Rift Complications: Temporal anomalies, phase-shifted wounds, and Rift-taint make first aid unpredictable. Some injuries resist conventional treatment. Others respond to methods that shouldn't work. Medics learn to improvise—or watch patients die from "impossible" wounds.
Adventure Hooks
The Medkit Heist: A shipment of Commission-certified medical supplies is stuck in a customs lockdown, but your crew desperately needs them before the next job. Do you negotiate, bribe, or steal? And what happens when you discover half the supplies are counterfeit?
Triage Nightmare: A Rift breach floods a station with casualties—more wounded than your medical team can handle. PCs must make brutal decisions about who gets treatment first, knowing some will die waiting. NPC relationships and faction standings shift based on your choices.
The Cursed Medic: An NPC medic has an eerily perfect stabilization record—they've never lost a patient. Rumors swirl: Rift-touched luck, pact with cosmic entities, or stolen Chronologist tech? But when they ask the PCs for a dangerous favor, refusing might mean the next dying crew member doesn't survive.
Exam Under Fire: A guild certification exam requires candidates to stabilize multiple "dying" NPCs (actually actors with makeup) while hazards simulate combat conditions. But one actor isn't acting—they're genuinely hurt, and nobody else notices. Can the PCs spot the real emergency before time runs out?

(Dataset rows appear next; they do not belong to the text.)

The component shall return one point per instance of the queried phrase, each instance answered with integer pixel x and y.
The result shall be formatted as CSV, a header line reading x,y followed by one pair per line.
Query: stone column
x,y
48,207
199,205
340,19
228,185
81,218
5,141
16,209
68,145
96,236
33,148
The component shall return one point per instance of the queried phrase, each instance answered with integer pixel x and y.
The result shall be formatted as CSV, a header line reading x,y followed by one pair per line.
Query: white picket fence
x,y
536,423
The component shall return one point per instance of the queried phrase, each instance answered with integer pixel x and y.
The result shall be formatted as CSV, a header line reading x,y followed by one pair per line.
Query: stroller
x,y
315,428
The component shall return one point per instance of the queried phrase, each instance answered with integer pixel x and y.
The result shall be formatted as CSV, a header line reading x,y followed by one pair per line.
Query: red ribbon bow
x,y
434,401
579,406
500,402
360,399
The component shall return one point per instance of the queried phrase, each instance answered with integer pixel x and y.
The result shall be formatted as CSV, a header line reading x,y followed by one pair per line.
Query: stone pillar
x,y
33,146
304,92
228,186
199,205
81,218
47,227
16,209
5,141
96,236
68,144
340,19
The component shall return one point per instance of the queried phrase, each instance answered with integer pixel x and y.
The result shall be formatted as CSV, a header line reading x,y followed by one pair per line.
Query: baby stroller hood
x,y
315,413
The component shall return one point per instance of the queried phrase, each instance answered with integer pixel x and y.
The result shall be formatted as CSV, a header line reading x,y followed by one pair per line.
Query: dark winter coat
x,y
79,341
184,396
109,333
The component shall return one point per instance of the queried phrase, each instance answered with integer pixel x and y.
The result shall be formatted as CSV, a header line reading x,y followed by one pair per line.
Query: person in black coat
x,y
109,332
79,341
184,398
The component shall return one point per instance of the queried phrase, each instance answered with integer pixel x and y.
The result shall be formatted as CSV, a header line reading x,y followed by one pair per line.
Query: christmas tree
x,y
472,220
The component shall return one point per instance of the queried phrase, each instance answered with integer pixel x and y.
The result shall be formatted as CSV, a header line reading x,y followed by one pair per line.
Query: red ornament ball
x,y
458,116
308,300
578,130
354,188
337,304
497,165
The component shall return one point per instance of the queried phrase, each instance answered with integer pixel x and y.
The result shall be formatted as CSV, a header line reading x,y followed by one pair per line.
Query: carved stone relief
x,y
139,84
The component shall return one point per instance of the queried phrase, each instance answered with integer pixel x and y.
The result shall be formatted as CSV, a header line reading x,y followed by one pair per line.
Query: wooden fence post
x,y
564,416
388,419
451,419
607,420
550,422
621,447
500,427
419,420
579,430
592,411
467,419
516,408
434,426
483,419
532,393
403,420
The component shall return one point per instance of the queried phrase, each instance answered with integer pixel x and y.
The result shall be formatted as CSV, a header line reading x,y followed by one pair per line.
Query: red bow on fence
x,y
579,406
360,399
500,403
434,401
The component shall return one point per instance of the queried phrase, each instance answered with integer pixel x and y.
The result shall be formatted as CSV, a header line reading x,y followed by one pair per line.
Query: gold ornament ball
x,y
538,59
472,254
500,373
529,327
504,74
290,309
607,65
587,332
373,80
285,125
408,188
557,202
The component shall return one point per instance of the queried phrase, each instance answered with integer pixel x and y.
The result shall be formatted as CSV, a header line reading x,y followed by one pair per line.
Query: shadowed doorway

The Black Market Doctor: A street doc offers to teach Advanced First Aid techniques in exchange for "a few small favors." The training is legitimate, but the favors connect PCs to a criminal network they can't easily escape. And when guild enforcers start asking questions, whose side do the PCs take?
The Weight of Six Seconds
Administer First Aid embodies the harsh calculus of survival. Six seconds to act. A single die roll between life and death. No guarantee of success, and failure can make things worse. But hesitation guarantees loss.
Whether you're a guild-certified medtech with cutting-edge temporal stabilizers or a scavenger with a half-empty medkit held together with duct tape, the choice is the same: act now, or carry the weight of inaction forever.
The galaxy doesn't forgive hesitation. But it remembers those who try.